Dans une pétition intitulée « Arrêtez de criminaliser le BDS », ils ont affirmé que « les militants de la lutte non-violente [contre Israël] sont menacés ». Ils ont exhorté la Commission européenne à appliquer en Espagne « les lignes directrices des droits de l’Homme qui garantissent la liberté d’expression et le droit de boycotter ».

Bien que l’Espagne se soit modernisée considérablement depuis la chute du régime dictatorial de Francisco Franco en 1975, « elle est encore une décennie ou deux en retard dans de nombreux domaines » par rapport à d’autres pays d’Europe occidentale, a expliqué Palmor. De nombreux Espagnols affichent un fort sentiment anti-américain – et par procuration, anti-israélien – et « une vision du monde des Juifs qui est parfois basée sur l’imagerie médiévale » a-t-il ajouté.

Avec une population juive qui ne compte que 6 000 membres, il y a « beaucoup d’ignorance à propos des Juifs », a souligné Palmor.
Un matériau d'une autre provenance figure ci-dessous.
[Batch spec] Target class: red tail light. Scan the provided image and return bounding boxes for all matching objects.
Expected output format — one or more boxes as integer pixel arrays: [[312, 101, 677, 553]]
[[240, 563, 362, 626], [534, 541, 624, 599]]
Cela se manifeste par des phénomènes qui ne se produisent guère ailleurs en Europe occidentale, comme des discours antisémites diffusés à la radio publique et des cas comme l’affaire Matisyahu.

Ces tendances expliquent pourquoi Mas du groupe ACOM ne célèbre pas encore ses victoires sur BDS. Il appelle cela un combat contre un rival beaucoup plus grand et plus fort que son groupe de bénévoles.

« La communauté juive espagnole est petite et débordée », a-t-il indiqué. « Ce n’est pas le genre de communauté qui peut facilement faire face au fil du temps au défi présenté par les activistes bien établis avec des fonds étrangers et un pied dans le gouvernement ».